I see the point, thanks

> 
> I guess what might be ideal would be to rearrange things such that when
> DMA_NUMA_CMA is enabled, we try to merge the "global" CMA area with a
> per-node area that can satisfy the necessary size, ZONE_DMA32, etc.
> constraints, such that unless explicitly configured otherwise, we don't end
> up making that extra n+1th allocation. Similarly I'm not sure about the
> usefulness of having two separate types of per-node area, especially given
> the apparent intent that users only want one _or_ the other, so probably
> dma_contiguous_numa_area[] should really have just been a generalisation of
> dma_contiguous_pernuma_area[] in the first place...

Yes, that makes sense. I did wonder what happens when both of them are
configured in the cmdline.

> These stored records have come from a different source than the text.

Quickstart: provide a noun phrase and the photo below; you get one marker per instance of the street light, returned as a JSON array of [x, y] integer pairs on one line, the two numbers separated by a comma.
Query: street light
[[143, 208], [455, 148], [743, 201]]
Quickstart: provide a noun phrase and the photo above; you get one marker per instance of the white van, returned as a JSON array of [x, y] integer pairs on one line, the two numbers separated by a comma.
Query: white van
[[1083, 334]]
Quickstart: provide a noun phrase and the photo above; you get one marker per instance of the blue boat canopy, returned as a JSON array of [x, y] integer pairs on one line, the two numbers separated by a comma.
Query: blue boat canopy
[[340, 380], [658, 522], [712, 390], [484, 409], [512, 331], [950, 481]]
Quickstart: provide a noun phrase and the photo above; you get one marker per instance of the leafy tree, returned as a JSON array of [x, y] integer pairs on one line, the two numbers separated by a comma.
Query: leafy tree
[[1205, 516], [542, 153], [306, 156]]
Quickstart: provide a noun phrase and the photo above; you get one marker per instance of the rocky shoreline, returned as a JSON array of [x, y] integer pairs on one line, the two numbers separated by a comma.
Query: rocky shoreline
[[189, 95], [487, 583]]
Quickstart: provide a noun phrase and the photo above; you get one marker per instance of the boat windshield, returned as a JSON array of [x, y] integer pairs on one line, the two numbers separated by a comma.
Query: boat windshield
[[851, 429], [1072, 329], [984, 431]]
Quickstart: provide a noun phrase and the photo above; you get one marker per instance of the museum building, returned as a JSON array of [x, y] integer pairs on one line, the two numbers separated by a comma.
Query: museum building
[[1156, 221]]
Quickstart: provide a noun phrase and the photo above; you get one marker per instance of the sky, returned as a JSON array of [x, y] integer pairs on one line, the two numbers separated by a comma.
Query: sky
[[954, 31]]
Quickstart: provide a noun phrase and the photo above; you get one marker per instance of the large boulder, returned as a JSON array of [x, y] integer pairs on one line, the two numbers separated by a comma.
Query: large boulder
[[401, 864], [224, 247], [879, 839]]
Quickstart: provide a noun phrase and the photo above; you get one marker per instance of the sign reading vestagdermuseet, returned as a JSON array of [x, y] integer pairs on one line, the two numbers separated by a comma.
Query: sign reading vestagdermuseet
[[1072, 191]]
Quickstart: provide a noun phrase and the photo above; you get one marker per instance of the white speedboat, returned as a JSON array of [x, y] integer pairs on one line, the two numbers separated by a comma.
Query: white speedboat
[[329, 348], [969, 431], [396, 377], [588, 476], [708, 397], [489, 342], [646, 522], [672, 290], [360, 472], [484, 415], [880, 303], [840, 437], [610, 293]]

The 2 numa dma array should better be merged,
maybe giving 'numa_cma' a higher priority. I know a user case for
'numa_cma' is that some socket in system have GPU/GPGPU card for AI
connected and need huge cma area specifically for it.


> I can imagine that work being quite involved though, as all the interaction
> between default, command line and devicetree/platform controls is sure to be
> fiddly. As a compromise for now, I think rather than trying to imply a
> default "cma_pernuma" behaviour, it would be cleaner to instead imply
> "numa_cma" to only replicate the default area across nodes other than the
> one which has it already. That then would inherently avoid changing anything
> for single-node systems; otherwise at the very least any automatic fiddling
> with pernuma_size_bytes should depend on num_online_nodes() > 1.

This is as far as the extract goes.